2. AcrylPro is an organic adhesive (mastic) and if you'll read the manufacturer's installation instructions (http://www.custombuildingproducts.com/products/setting-materials/mastics-adhesives/acrylpro-ceramic-tile-adhesive.aspx) you'll find it clearly states that it is not to be used on shower floors.

You'll frequently see us recommending that you purchase your materials from Homer's or Lowe's if it's convenient, but that you get your installation information somewhere else. This is a good example of why we make that recommendation.

My opinion; worth price charged.

Dgamby
09-19-2015, 09:38 AM
I'm starting to gather that with advice from those stores. I've noticed that in a few other areas as well the suggestions I received were worth the price paid for them. Makes me quite grateful for the internet and forums like this.

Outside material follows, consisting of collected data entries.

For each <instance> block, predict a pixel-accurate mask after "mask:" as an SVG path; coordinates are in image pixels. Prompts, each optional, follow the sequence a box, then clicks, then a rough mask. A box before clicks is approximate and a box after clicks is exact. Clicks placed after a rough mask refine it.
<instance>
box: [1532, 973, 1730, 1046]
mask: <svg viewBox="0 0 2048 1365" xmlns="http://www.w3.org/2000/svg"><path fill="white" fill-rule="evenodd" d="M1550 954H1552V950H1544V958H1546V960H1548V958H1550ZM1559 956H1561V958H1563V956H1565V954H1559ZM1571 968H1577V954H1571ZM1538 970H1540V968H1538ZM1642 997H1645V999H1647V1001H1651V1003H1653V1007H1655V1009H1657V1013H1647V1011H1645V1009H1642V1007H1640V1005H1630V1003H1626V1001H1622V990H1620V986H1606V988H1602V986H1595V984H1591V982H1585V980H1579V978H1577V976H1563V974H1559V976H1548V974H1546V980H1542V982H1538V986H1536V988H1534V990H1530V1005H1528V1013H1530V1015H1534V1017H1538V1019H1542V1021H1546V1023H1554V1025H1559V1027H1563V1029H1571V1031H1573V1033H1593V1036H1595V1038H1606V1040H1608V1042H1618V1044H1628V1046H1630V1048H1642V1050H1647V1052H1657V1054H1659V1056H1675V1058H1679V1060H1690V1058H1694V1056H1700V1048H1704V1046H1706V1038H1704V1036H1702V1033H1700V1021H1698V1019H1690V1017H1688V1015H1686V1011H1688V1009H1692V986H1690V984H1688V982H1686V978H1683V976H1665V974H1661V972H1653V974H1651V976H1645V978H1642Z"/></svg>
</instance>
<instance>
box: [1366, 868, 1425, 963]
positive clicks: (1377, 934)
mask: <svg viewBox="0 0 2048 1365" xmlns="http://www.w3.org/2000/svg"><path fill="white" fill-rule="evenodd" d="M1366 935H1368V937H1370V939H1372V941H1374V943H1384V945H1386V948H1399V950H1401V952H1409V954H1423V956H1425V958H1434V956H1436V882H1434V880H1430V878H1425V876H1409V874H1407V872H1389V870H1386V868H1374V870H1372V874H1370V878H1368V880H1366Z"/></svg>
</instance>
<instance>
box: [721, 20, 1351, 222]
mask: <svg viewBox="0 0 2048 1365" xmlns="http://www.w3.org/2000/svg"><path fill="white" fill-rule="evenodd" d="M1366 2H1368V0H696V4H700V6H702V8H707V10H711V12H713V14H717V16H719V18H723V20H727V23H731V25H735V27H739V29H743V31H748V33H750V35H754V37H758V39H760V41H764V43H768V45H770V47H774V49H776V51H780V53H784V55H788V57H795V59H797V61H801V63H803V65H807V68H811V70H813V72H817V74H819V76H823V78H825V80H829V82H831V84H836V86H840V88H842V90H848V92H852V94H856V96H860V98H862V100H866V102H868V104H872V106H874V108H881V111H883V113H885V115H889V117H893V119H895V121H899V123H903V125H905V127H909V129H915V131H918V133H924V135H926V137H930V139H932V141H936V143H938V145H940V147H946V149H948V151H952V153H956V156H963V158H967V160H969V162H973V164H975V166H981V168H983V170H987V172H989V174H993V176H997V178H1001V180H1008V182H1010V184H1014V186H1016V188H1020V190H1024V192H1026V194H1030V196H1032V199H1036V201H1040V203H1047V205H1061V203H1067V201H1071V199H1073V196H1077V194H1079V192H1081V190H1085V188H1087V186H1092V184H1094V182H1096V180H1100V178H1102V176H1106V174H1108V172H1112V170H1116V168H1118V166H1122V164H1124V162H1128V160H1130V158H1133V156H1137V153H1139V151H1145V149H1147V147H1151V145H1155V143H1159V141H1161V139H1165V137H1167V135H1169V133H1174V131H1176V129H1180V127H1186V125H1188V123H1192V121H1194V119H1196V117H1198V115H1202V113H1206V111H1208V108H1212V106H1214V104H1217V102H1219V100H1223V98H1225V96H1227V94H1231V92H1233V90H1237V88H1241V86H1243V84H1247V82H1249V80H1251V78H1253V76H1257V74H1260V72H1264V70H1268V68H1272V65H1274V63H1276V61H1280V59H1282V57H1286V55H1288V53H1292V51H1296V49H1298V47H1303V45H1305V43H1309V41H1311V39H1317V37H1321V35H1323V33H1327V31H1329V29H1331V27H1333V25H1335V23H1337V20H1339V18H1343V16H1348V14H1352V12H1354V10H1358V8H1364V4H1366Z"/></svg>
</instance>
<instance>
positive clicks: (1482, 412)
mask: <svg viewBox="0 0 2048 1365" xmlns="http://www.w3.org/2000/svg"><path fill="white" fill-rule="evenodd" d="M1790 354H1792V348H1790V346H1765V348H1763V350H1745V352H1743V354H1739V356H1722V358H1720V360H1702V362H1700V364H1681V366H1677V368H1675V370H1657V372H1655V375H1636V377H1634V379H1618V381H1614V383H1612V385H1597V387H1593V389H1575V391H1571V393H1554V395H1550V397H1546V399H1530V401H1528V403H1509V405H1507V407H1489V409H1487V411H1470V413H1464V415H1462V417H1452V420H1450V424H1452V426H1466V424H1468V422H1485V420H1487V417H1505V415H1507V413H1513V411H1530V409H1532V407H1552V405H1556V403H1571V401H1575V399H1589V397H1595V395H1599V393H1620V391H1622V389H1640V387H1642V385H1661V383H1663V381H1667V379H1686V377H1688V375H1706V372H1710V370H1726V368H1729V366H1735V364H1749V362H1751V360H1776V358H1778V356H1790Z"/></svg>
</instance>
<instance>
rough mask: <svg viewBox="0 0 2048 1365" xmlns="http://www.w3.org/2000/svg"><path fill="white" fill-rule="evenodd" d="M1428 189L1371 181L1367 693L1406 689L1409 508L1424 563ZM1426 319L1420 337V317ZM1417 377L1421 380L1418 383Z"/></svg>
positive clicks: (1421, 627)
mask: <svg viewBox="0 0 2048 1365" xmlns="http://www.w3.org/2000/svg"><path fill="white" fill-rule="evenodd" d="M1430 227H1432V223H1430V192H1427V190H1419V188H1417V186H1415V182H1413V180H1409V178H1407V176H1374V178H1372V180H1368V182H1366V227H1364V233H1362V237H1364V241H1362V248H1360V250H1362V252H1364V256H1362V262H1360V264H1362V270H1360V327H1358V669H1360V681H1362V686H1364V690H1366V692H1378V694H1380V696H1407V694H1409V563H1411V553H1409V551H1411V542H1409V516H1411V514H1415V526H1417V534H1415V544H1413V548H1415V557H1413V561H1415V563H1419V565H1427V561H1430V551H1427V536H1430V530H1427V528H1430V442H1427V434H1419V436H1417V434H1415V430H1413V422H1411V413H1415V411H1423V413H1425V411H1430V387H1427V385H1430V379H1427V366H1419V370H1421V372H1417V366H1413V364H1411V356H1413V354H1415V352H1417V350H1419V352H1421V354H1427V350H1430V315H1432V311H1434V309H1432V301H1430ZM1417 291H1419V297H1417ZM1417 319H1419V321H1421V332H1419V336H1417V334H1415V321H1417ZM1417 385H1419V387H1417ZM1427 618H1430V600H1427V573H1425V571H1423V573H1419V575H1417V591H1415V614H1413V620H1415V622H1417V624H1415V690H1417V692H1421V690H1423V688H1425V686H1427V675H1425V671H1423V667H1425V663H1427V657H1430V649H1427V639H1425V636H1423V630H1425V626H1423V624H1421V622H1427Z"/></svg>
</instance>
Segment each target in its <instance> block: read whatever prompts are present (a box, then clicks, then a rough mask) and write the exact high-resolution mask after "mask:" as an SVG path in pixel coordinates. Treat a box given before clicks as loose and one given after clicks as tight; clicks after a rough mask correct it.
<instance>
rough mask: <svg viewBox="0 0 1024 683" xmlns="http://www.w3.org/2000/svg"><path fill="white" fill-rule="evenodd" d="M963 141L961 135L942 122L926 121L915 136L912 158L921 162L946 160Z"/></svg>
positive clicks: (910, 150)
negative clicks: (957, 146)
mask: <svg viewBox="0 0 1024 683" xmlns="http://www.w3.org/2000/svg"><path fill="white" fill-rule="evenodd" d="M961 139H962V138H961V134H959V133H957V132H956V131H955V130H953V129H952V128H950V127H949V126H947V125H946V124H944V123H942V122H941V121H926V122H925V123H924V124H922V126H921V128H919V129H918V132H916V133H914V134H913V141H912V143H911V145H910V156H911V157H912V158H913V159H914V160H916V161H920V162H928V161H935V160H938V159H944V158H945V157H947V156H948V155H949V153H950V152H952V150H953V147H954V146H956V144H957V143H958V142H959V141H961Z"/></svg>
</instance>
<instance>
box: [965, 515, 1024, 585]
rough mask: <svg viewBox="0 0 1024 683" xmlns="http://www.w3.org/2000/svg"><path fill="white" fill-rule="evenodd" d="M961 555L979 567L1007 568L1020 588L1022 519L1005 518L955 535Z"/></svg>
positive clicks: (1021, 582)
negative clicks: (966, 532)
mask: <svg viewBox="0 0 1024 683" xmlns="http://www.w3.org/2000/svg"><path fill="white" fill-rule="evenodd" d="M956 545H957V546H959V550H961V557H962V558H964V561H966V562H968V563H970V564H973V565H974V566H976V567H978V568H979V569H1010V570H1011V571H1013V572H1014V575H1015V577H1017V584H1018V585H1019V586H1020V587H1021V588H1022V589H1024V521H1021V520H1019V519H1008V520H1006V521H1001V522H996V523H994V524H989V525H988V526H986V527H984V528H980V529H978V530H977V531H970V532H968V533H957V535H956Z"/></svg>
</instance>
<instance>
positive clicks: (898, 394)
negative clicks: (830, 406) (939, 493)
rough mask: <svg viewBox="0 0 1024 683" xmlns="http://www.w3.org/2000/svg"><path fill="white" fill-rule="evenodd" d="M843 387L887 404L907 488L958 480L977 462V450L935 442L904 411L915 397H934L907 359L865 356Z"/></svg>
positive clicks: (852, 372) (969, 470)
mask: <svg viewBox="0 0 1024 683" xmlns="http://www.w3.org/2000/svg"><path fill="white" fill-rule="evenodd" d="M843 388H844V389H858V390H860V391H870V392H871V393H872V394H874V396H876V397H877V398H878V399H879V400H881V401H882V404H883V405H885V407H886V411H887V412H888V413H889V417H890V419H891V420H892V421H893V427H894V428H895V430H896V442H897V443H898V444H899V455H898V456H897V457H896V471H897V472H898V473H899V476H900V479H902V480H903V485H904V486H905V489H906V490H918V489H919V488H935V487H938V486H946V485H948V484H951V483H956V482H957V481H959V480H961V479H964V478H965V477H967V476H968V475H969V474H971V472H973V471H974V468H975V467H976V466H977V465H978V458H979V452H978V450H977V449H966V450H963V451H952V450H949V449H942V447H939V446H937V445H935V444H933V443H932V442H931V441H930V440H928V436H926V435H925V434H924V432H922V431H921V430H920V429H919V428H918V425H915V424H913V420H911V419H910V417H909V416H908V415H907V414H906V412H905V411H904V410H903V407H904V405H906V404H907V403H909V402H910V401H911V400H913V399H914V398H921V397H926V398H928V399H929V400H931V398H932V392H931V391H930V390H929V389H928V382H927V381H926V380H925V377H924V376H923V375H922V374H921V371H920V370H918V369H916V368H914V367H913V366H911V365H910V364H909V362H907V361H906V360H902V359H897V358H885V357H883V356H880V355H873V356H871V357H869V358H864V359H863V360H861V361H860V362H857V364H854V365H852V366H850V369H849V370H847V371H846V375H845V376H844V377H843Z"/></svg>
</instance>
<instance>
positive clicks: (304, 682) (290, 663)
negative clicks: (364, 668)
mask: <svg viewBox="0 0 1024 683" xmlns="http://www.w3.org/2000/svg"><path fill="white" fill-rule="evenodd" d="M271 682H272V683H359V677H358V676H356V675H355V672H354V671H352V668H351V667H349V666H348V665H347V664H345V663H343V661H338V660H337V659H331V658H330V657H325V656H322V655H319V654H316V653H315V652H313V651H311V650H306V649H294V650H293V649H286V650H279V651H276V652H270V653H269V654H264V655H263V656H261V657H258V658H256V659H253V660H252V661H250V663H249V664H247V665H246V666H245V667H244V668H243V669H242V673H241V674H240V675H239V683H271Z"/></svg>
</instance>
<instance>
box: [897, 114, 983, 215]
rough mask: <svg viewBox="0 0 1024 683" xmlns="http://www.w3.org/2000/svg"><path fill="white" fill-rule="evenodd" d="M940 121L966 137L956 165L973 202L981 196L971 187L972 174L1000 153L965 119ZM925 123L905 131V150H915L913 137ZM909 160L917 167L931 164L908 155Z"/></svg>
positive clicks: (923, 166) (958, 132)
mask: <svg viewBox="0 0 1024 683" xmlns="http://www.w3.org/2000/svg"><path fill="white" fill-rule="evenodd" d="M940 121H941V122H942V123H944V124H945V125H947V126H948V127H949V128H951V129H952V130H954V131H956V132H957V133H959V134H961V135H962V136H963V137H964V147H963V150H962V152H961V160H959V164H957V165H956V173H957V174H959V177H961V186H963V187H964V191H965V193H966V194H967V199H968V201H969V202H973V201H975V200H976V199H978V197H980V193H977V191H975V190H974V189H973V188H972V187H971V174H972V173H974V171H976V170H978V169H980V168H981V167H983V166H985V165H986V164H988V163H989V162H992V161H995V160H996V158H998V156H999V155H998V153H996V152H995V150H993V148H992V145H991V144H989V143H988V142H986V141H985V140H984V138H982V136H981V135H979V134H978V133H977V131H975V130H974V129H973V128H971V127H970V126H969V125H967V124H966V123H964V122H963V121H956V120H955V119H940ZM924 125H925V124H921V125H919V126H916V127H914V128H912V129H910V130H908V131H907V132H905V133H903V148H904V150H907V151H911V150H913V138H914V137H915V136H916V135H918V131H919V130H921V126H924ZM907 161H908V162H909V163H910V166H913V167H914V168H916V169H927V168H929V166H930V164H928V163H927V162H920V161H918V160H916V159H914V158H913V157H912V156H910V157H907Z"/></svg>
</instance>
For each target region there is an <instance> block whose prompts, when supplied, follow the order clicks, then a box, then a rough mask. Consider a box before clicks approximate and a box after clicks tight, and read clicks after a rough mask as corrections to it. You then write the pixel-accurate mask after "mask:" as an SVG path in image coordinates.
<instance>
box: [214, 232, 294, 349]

So I need to pick up some thinset mortar that says it is made for use in places like showers... Does it mater if it is premixed or in powder form to be mixed by me? Any specific recommendations of what I should purchase for this task? Thanks again.

cx
09-19-2015, 10:17 AM
Dave, anything you find premixed in a bucket is not a Portland cement-based thinset mortar, regardless what it my say on the label.

You want a product in dry form that says on the bag that it meets the requirements of ANSI A118.4 when mixed with water.

Davy
09-19-2015, 06:29 PM
Dave, the mud bed you're wanting to stick to looks to be covered with white build up of some sort. I would scrape the surface to try and get down to some cleaner mud rather than try to stick to what's there. I wouldn't dig far, just 1/16 or so.

Sounds like you've already been to Home Depot, grab a bag of white Versabond thinset for your repair.

Dgamby
09-20-2015, 04:48 PM
Let me just say how much I appreciate everyone's patience with my lack of knowledge on almost everything pertaining to this project. I know far more than when I started!

I picked up the versabond thinnest. They only had a 50lbs bag so I should be set for a few lifetimes.

To scrape down that surface would you just use something like a putty knife, or is there another tool I should have in mind?

Another question, when I regrout the floor of the shower, I know I am supposed to caulk the edges where the horizontal and vertical planes meet, does this mean that I should keep the grout from going into that outside line where the floor meets the wall? Or do I simply caulk over any grout in that line? Let me know if that doesn't make sense.

Thanks again for all of the help!

Davy
09-20-2015, 07:29 PM
A putty knife or chisel will work most likely. That mud is usually fairly soft and should scrape away the top layer without too much effort. Then vacuum it well.

You can avoid getting grout into that corner joint but some might get in there anyway. As you are washing the grout, you can scrape any grout out of that joint to keep it open. Use a margin trowel or maybe the putty knife you used before.

Dgamby
09-21-2015, 11:04 AM
Excellent. Well, as soon as I finish grinding down the remaining grout lines, which has been a less than joyous process thus far, I'll turn my attention to the repair and re-grouting.

I'm sure I'll be back with more questions. Thanks for the guidance.